The world is on the brink of eradicating polio, but health organizations have just been hit with a disappointing setback. Despite going two years with no reported cases, Nigeria has announced that two children have been paralyzed by the disease, when up until now it was thought that polio only persisted in Pakistan and Afghanistan. It means that just as the country, and entire continent, had only one year to go without a confirmed case of the disease to be declared polio-free, eradication attempts will have to be redoubled and the clock reset.

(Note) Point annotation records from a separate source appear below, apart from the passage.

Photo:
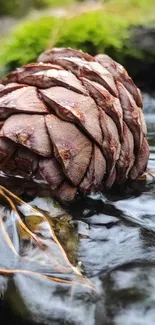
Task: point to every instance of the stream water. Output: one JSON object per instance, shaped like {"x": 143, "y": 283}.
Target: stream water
{"x": 117, "y": 252}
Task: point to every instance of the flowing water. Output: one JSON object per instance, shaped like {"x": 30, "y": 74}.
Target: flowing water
{"x": 117, "y": 252}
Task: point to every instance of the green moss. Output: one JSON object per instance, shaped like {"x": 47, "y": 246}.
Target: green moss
{"x": 109, "y": 30}
{"x": 94, "y": 32}
{"x": 27, "y": 41}
{"x": 20, "y": 7}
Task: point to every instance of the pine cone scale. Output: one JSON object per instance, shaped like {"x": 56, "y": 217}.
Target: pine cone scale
{"x": 78, "y": 120}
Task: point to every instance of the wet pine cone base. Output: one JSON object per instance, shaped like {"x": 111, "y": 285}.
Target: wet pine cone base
{"x": 72, "y": 121}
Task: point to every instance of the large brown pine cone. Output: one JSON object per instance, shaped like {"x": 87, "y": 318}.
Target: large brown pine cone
{"x": 74, "y": 121}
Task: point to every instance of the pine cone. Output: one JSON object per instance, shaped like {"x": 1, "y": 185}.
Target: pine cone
{"x": 74, "y": 121}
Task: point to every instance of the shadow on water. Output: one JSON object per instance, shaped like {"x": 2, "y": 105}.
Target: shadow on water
{"x": 117, "y": 251}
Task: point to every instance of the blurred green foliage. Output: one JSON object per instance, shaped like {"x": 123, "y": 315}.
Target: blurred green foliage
{"x": 27, "y": 41}
{"x": 21, "y": 7}
{"x": 94, "y": 32}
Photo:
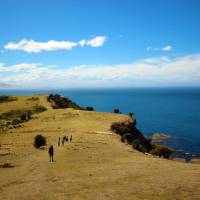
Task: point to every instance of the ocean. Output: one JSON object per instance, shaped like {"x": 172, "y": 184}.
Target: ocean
{"x": 172, "y": 111}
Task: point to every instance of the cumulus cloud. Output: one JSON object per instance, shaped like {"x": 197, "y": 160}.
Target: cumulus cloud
{"x": 165, "y": 48}
{"x": 160, "y": 71}
{"x": 32, "y": 46}
{"x": 97, "y": 41}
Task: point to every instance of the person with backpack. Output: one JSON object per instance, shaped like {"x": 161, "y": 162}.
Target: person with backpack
{"x": 51, "y": 153}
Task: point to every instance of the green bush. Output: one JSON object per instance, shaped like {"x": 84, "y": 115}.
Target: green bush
{"x": 161, "y": 150}
{"x": 15, "y": 121}
{"x": 116, "y": 110}
{"x": 4, "y": 98}
{"x": 39, "y": 141}
{"x": 38, "y": 109}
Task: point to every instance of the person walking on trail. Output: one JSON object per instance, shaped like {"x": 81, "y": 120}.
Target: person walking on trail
{"x": 63, "y": 141}
{"x": 59, "y": 141}
{"x": 70, "y": 138}
{"x": 51, "y": 153}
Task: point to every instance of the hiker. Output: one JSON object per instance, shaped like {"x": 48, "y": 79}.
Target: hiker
{"x": 59, "y": 141}
{"x": 51, "y": 152}
{"x": 63, "y": 141}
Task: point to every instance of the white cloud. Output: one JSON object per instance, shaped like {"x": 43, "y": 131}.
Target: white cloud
{"x": 161, "y": 71}
{"x": 165, "y": 48}
{"x": 32, "y": 46}
{"x": 97, "y": 41}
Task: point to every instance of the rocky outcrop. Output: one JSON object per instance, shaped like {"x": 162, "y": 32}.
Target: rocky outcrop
{"x": 133, "y": 136}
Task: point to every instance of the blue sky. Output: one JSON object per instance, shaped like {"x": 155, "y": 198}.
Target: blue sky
{"x": 136, "y": 42}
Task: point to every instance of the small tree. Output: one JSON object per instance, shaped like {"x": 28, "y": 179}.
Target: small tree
{"x": 89, "y": 108}
{"x": 116, "y": 110}
{"x": 131, "y": 115}
{"x": 39, "y": 141}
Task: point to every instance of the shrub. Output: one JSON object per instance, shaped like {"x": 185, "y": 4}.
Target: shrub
{"x": 128, "y": 137}
{"x": 4, "y": 98}
{"x": 57, "y": 101}
{"x": 38, "y": 109}
{"x": 116, "y": 110}
{"x": 161, "y": 150}
{"x": 89, "y": 108}
{"x": 140, "y": 146}
{"x": 130, "y": 133}
{"x": 15, "y": 121}
{"x": 39, "y": 141}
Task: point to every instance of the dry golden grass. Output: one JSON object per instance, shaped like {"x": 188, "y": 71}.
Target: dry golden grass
{"x": 96, "y": 165}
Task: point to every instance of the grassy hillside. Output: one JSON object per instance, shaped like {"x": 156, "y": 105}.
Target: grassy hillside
{"x": 95, "y": 165}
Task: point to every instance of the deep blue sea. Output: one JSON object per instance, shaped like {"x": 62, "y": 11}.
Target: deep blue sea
{"x": 173, "y": 111}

“We are deeply saddened by the news that two Nigerian children have been paralyzed by polio,” says the World Health Organization (WHO) Regional Director for Africa, Dr Matshidiso Moeti. “The Government has made significant strides to stop this paralyzing disease in recent years. The overriding priority now is to rapidly immunize all children around the affected area and ensure that no other children succumb to this terrible disease.”

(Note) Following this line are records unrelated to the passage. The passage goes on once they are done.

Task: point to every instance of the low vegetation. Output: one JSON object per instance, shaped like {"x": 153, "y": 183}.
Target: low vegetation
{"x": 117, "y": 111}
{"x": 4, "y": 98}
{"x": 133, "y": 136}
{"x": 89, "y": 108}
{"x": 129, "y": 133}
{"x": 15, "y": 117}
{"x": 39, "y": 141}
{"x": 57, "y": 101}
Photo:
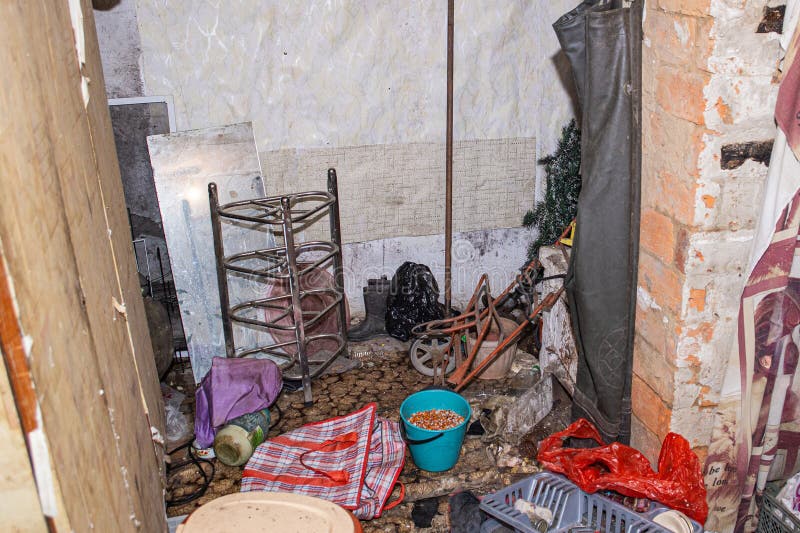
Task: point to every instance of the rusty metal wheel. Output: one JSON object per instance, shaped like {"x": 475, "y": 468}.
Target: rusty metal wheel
{"x": 424, "y": 353}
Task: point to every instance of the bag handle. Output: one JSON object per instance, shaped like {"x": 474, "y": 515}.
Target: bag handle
{"x": 398, "y": 501}
{"x": 413, "y": 441}
{"x": 340, "y": 477}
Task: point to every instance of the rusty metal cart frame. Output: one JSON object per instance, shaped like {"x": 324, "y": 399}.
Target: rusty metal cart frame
{"x": 481, "y": 316}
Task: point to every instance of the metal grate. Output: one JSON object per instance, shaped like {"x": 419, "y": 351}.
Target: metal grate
{"x": 573, "y": 510}
{"x": 775, "y": 518}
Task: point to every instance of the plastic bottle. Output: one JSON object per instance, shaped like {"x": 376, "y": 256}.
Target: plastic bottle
{"x": 238, "y": 439}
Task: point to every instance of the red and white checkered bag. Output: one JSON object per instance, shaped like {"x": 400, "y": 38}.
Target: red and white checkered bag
{"x": 352, "y": 460}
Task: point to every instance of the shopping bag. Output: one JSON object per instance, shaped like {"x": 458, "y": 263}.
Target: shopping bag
{"x": 677, "y": 484}
{"x": 352, "y": 460}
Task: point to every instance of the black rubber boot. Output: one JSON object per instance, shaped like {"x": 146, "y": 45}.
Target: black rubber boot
{"x": 376, "y": 294}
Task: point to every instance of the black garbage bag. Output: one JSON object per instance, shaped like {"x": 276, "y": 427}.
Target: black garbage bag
{"x": 413, "y": 299}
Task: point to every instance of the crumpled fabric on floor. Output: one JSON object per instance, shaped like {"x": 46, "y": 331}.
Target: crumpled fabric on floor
{"x": 423, "y": 512}
{"x": 352, "y": 460}
{"x": 465, "y": 513}
{"x": 233, "y": 387}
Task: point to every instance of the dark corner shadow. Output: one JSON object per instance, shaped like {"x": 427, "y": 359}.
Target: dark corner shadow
{"x": 560, "y": 61}
{"x": 104, "y": 5}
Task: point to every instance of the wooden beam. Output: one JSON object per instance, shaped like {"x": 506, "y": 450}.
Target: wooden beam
{"x": 65, "y": 239}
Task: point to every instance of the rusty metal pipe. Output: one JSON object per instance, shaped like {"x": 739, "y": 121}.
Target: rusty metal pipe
{"x": 448, "y": 214}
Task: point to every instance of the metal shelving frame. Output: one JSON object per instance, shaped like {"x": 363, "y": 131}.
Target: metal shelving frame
{"x": 280, "y": 263}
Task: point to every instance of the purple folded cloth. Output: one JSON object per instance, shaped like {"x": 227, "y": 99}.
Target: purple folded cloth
{"x": 233, "y": 387}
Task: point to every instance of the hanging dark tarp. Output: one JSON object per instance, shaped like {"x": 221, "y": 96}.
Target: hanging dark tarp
{"x": 602, "y": 41}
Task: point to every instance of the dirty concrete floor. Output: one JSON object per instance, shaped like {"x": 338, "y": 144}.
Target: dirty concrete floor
{"x": 387, "y": 378}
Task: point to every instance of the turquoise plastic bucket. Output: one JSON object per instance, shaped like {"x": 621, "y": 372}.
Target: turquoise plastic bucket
{"x": 435, "y": 451}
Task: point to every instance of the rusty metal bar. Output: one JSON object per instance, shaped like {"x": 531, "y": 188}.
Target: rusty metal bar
{"x": 546, "y": 304}
{"x": 448, "y": 215}
{"x": 294, "y": 290}
{"x": 338, "y": 265}
{"x": 222, "y": 276}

Genetic analysis of the disease detected in Borno, north-western Nigeria, shows that it is most closely related to a wild poliovirus strain that was last detected in the region in 2011. While it has long been suspected that low-level transmission of the virus has continued over the last few years, it has been incredibly difficult to completely eradicate it. This is largely down to difficulties in reaching children in the remote Borno area, as well as political instability in the region that prevents vaccination teams from traveling, as well as increases the movement of civilians and thus increasing the threat of spread.
So far this year, only 21 cases of wild polio have been reported globally, compared with the 34 cases reported at the same point a year earlier. The world is slowly edging closer to completely eradicating the disease, which if achieved will only be the second human disease ever eliminated, after smallpox in 1979. While up until 2012, Nigeria accounted for up to half of all polio cases worldwide, recently it has made significant strides, meaning that the disease only persisted in Afghanistan and Pakistan, where the Taliban has made it difficult to carry out vaccination programs.
Right now, health organizations will need to focus on making sure that as many children within Borno have been vaccinated as possible to try and prevent the disease from spreading further, though it is inevitable that more people are already infected.
“This is an important reminder that the world cannot afford to be complacent as we are on the brink of polio eradication – we will only be done when the entire world has been certified polio-free,” says Dr. Michel Zaffran, Director of polio eradication at the WHO.